The 2 functions get_stats and merge defined above within the code block are the implementation of the BPE algorithm for our Thai Tokenizer. Now that the algorithm is prepared. Let’s write code to coach our tokenizer.

Step 2: Train the tokenizer:

Training tokenizer involves generating a vocabulary which is a database of unique tokens (word and sub-words) together with a novel index number assigned to every token. We’ll be using the Thai Wiki dataset from the Hugging Face to coach our Thai Tokenizer. Similar to training an LLM requires an enormous data, you’ll also require an excellent amount of information to coach a tokenizer. You would also use the identical dataset to coach the LLM in addition to tokenizer though not mandatory. For a multilingual LLM, it’s advisable to make use of each the English and Thai datasets within the ratio of two:1 which is a typical approach many practitioners follow.

Let’s begin writing the training code.

# Import Regular Expression
import as re

# Create a Thai Tokenizer class.
class ThaiTokenizer():

def __init__(self):

# The byte pair needs to be done inside the related words or sentences that give a correct context.

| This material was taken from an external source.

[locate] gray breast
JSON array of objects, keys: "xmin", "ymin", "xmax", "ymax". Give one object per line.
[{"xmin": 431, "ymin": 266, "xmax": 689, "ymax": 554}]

Pairing between unrelated words or sentences may give undesirable output.
# To stop this behavior, we'll implement the LLama 3 regular expression pattern to make meaningful chunks of our text before implementing the byte pair algorithm.
self.pattern = r"(?i:'s|'t|'re|'ve|'m|'ll|'d)|[^rnp{L}p{N}]?p{L}+|p{N}{1,3}| ?[^sp{L}p{N}]+[rn]*|s*[rn]+|s+(?!S)|s+"
self.compiled_pattern = re.compile(self.pattern)

# Special tokens are used to offer coherence within the sequence while training.
# Special tokens are assigned a novel index number and stored in vocabulary.
self.special_tokens = >': 1104,
'<

# Initialize merges with empty dictionary
self.merges = {}

# Initialize the vocab dictionary by calling the function _build_vocab which is defined later on this class.
self.vocab = self._build_vocab()

# Tokenizer training function
def train(self, text, vocab_size):

# Make certain the vocab size should be no less than 256 because the utf-8 encoding for the range 0-255 are same because the Ascii character.
assert vocab_size >= 256
# Total variety of merges into the vocabulary.
num_merges = vocab_size - 256

# Step one is to make certain to separate the text up into text chunks using the pattern defined above.
text_chunks = re.findall(self.compiled_pattern, text)

# Each text_chunks might be utf-8 encoded to bytes after which converted into an integer list.
ids = [list(ch.encode("utf-8")) for ch in text_chunks]

# Iteratively merge probably the most common pairs to create recent tokens
merges = {} # (int, int) -> int
vocab = {idx: bytes([idx]) for idx in range(256)} # idx -> bytes

# Until the full num_merges is reached, find the common pair of consecutive id within the ids list and begin merging them to create a brand new token
for i in range(num_merges):
# Count the variety of times every consecutive pair appears
stats = {}
for chunk_ids in ids:
# Passing in stats will update it in place, adding up counts
get_stats(chunk_ids, stats)
# Find the pair with the best count
pair = max(stats, key=stats.get)
# Mint a brand new token: assign it the subsequent available id
idx = 256 + i
# Replace all occurrences of pair in ids with idx
ids = [merge(chunk_ids, pair, idx) for chunk_ids in ids]
# Save the merge
merges[pair] = idx
vocab[idx] = vocab[pair[0]] + vocab[pair[1]]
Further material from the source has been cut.